# Homework Help: Orthogonal spanning set

1. Apr 14, 2014

### mpittma1

1. The problem statement, all variables and given/known data
Let V be an inner product space. Show that if w is orthogonal to each of the vectors
u1,u2,...,ur, then it is orthogonal to every vector in the span{u1,u2,...,ur}.

2. Relevant equations

3. The attempt at a solution
Not sure how to show this, if w is orthogonal to every vector u1,u2,...,ur, wouldn't w already be orthogonal to the spanning set?

The spanning set is a subspace of the subspace of the inner product space of V.

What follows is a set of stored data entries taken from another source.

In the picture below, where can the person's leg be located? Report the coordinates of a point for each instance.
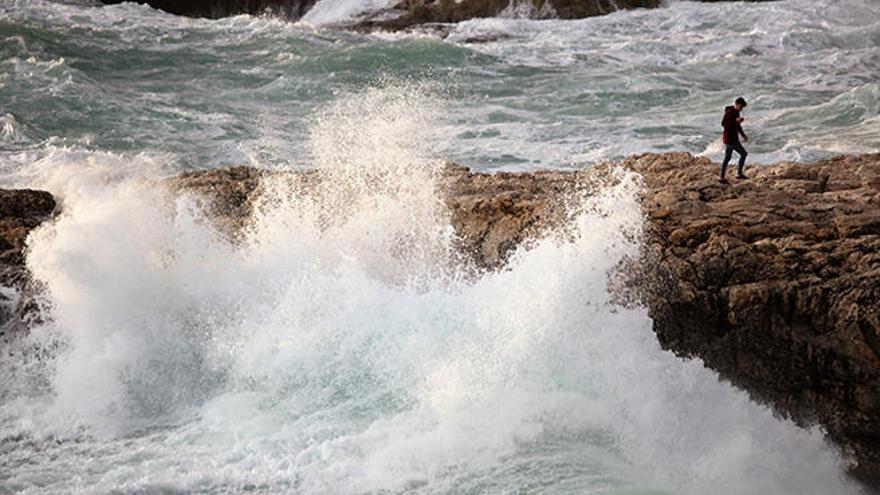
(728, 153)
(742, 159)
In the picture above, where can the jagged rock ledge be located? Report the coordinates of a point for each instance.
(774, 282)
(405, 14)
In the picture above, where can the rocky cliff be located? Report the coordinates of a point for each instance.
(773, 281)
(402, 14)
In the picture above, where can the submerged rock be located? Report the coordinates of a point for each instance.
(772, 281)
(403, 14)
(21, 211)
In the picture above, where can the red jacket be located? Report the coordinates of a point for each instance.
(732, 128)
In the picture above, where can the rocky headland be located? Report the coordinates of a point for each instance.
(773, 282)
(404, 14)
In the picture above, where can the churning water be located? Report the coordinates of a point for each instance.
(341, 346)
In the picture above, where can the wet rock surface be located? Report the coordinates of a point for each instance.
(772, 281)
(21, 210)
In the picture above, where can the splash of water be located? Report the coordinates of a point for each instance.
(332, 351)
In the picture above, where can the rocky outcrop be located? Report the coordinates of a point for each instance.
(20, 212)
(772, 281)
(215, 9)
(404, 14)
(408, 13)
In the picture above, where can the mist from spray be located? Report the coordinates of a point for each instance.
(341, 346)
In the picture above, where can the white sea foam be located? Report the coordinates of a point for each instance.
(339, 347)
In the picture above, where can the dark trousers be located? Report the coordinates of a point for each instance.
(728, 153)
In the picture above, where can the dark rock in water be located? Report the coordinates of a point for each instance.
(215, 9)
(20, 212)
(404, 14)
(415, 12)
(772, 281)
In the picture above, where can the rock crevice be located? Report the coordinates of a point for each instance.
(773, 282)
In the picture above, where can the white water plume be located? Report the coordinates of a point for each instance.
(333, 349)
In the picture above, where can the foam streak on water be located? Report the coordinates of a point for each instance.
(341, 347)
(527, 93)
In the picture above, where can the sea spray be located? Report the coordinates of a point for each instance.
(338, 346)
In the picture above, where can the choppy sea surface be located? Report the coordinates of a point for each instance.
(340, 346)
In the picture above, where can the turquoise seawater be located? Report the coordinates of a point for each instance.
(339, 346)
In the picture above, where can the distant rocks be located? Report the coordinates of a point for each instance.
(404, 14)
(409, 13)
(21, 210)
(774, 281)
(215, 9)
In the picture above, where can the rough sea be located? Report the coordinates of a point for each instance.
(353, 356)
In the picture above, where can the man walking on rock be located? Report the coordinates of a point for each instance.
(732, 124)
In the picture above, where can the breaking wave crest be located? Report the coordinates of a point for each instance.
(341, 346)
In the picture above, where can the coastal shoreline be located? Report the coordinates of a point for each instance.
(772, 281)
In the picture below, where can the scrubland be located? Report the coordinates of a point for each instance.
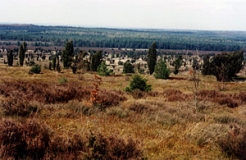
(81, 116)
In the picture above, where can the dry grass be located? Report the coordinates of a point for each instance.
(162, 124)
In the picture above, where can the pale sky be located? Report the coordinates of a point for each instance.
(152, 14)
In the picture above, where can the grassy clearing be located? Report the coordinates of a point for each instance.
(161, 124)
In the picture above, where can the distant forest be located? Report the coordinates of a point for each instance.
(122, 38)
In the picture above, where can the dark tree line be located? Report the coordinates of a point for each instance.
(223, 66)
(123, 38)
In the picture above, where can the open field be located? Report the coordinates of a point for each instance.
(165, 123)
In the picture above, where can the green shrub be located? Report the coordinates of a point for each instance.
(36, 69)
(138, 83)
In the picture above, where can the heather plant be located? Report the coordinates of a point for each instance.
(138, 83)
(234, 143)
(104, 148)
(161, 70)
(14, 106)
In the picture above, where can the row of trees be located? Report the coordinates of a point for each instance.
(223, 66)
(121, 38)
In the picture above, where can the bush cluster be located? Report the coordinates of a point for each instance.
(34, 140)
(234, 143)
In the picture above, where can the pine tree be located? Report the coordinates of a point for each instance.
(21, 55)
(67, 54)
(96, 60)
(177, 64)
(224, 66)
(152, 56)
(102, 69)
(161, 70)
(128, 68)
(10, 57)
(54, 63)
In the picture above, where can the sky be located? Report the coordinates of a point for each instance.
(146, 14)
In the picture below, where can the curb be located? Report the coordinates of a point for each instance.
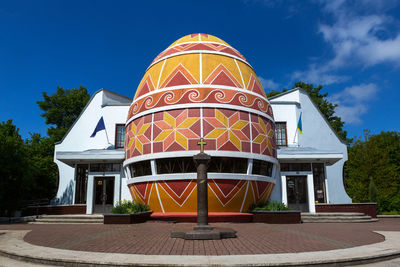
(12, 245)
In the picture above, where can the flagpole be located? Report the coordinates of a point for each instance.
(108, 141)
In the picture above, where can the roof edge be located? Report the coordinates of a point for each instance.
(84, 109)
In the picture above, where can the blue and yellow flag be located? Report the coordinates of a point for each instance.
(299, 125)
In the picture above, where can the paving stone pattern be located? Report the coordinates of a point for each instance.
(153, 238)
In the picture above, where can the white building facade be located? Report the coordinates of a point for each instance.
(311, 163)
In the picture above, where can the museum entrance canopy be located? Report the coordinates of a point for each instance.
(91, 156)
(307, 154)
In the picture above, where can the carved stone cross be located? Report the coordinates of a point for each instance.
(202, 143)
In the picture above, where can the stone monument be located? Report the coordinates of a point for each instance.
(203, 231)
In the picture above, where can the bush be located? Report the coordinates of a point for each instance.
(393, 212)
(270, 206)
(128, 207)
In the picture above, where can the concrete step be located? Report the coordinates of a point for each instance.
(325, 217)
(66, 221)
(75, 218)
(323, 214)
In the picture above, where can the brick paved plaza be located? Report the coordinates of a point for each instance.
(153, 238)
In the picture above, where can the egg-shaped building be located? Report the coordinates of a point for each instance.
(200, 86)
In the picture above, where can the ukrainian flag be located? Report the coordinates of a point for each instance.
(299, 125)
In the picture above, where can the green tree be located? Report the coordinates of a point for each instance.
(373, 194)
(320, 100)
(62, 109)
(42, 170)
(12, 168)
(376, 158)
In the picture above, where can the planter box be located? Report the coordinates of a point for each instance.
(277, 217)
(139, 217)
(366, 208)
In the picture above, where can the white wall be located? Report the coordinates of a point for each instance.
(78, 139)
(316, 134)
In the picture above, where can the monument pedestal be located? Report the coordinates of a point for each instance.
(203, 231)
(212, 233)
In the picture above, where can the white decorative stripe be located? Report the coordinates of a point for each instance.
(200, 105)
(200, 51)
(193, 176)
(212, 153)
(202, 42)
(199, 86)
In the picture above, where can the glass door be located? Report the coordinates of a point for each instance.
(104, 194)
(296, 188)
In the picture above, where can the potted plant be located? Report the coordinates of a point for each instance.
(275, 212)
(127, 212)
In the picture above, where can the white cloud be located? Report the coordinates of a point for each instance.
(359, 34)
(353, 101)
(357, 39)
(318, 75)
(268, 84)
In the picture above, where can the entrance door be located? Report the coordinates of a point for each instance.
(296, 187)
(104, 194)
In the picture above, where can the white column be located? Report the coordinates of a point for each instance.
(89, 195)
(249, 166)
(311, 199)
(117, 188)
(284, 192)
(326, 191)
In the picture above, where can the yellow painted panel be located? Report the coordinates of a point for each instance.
(190, 62)
(212, 61)
(154, 73)
(212, 38)
(185, 39)
(247, 71)
(215, 133)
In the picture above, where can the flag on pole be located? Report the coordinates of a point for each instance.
(99, 127)
(299, 125)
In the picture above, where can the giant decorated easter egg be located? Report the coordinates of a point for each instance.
(200, 86)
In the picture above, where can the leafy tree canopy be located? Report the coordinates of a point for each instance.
(376, 160)
(62, 109)
(12, 160)
(327, 108)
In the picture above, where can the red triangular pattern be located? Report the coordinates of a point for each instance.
(223, 79)
(178, 187)
(226, 186)
(257, 88)
(178, 79)
(174, 147)
(144, 90)
(141, 188)
(200, 47)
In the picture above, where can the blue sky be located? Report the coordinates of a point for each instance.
(352, 48)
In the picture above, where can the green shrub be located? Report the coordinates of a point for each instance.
(393, 212)
(128, 207)
(270, 206)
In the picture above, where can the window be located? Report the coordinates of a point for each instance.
(262, 168)
(280, 134)
(175, 165)
(105, 167)
(319, 182)
(295, 167)
(81, 183)
(140, 168)
(119, 135)
(227, 165)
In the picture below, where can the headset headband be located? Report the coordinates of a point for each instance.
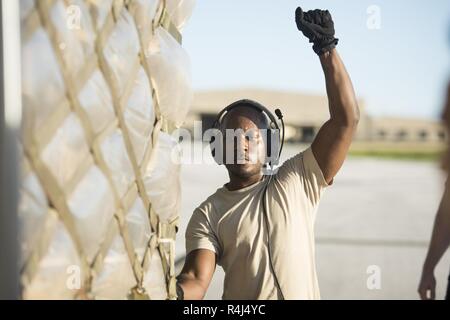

Am I suppose to show it symbolically?

2. Apr 14, 2014

### jbunniii

Two things to consider:

(1) What is the definition of orthogonality?
(2) What does a general element of $\text{span}\{u_1, \ldots,u_r\}$ look like?

3. Apr 14, 2014

### mpittma1

So for orthogonality two vectors in an inner product space are orthogonal if (in this case) the vectors <u, w> = 0.

A spanning set is just the set of all linear combinations of the vectors in V.

So for the spanning set w = k1u1 + k2u2,...,krur

which becomes

0 = k1u1 + k2u2,...,krur

so the only difference between w being orthogonal with u1,u2,...,ur is that there is some scalar k thats been thrown into the mix?

4. Apr 14, 2014

### jbunniii

OK.

Well, the right hand side is a general element of the span, so that's good. But we want to check whether $w$ is orthogonal to this element, we don't want to set $w$ equal to this element. So to avoid confusion, let's give the general element a new name, say $v = k_1 u_1 + \ldots + k_r u_r$. Now you want to check whether $w$ is orthogonal to $v$. So what is $\langle w, v \rangle$?

5. Apr 14, 2014

### mpittma1

$\langle w, v \rangle$ = ku1w+ku2w+...+kurw =0

then after saying that, if k was the zero vector it proves that to be true

6. Apr 14, 2014

### jbunniii

No, you don't need $k$ to be the zero vector. Let's take a step back.
$$\langle w,v \rangle = \langle w, k_1 u_1 + \ldots + k_r u_r\rangle = ?$$
What properties of the inner product do you know that can help to simplify this? The goal is to get an expression involving $\langle w, u_i\rangle$ for $i=1, \ldots, r$.

7. Apr 14, 2014

### mpittma1

Properties of inner products say the scalar k can be brought out as such k<w,u>

so we could say k<w, ui> = 0 for k ε R and for i = 1, 2, ... r

then at this point the value of k doesnt matter because i have already said that <w, ui> = 0 for i = 1, 2, ... r.

Please correct me if Im wrong, I think im starting to see it.

I

8. Apr 14, 2014

### jbunniii

Yes, that's right. You also need one more fact, namely:
$$\langle w, k_1 u_1 + \ldots + k_r u_r \rangle = \langle w, k_1 u_1 \rangle + \ldots + \langle w, k_r u_r \rangle$$
Now you can apply your step of sliding the $k_i$'s out of the inner product, and use the fact that $\langle w, u_i \rangle = 0$ as you said.

One small detail: in case you happen to be working with complex numbers, the $k_i$'s get conjugated if you move them from the second position in the inner product. So:
$$\langle w, k_i u_i \rangle = \overline{k_i} \langle w, u_i\rangle$$
But if you move them from the first position then there is no conjugate:
$$\langle k_i u_i, w \rangle = k_i \langle u_i, w \rangle$$
If the $k_i$'s are real numbers, then it doesn't make any difference, since the conjugate of $k_i$ is just $k_i$.

9. Apr 14, 2014

### mpittma1

This is a basic linear algebra course so we only work with real values. But thank you so much for all your help, I truly understand this now!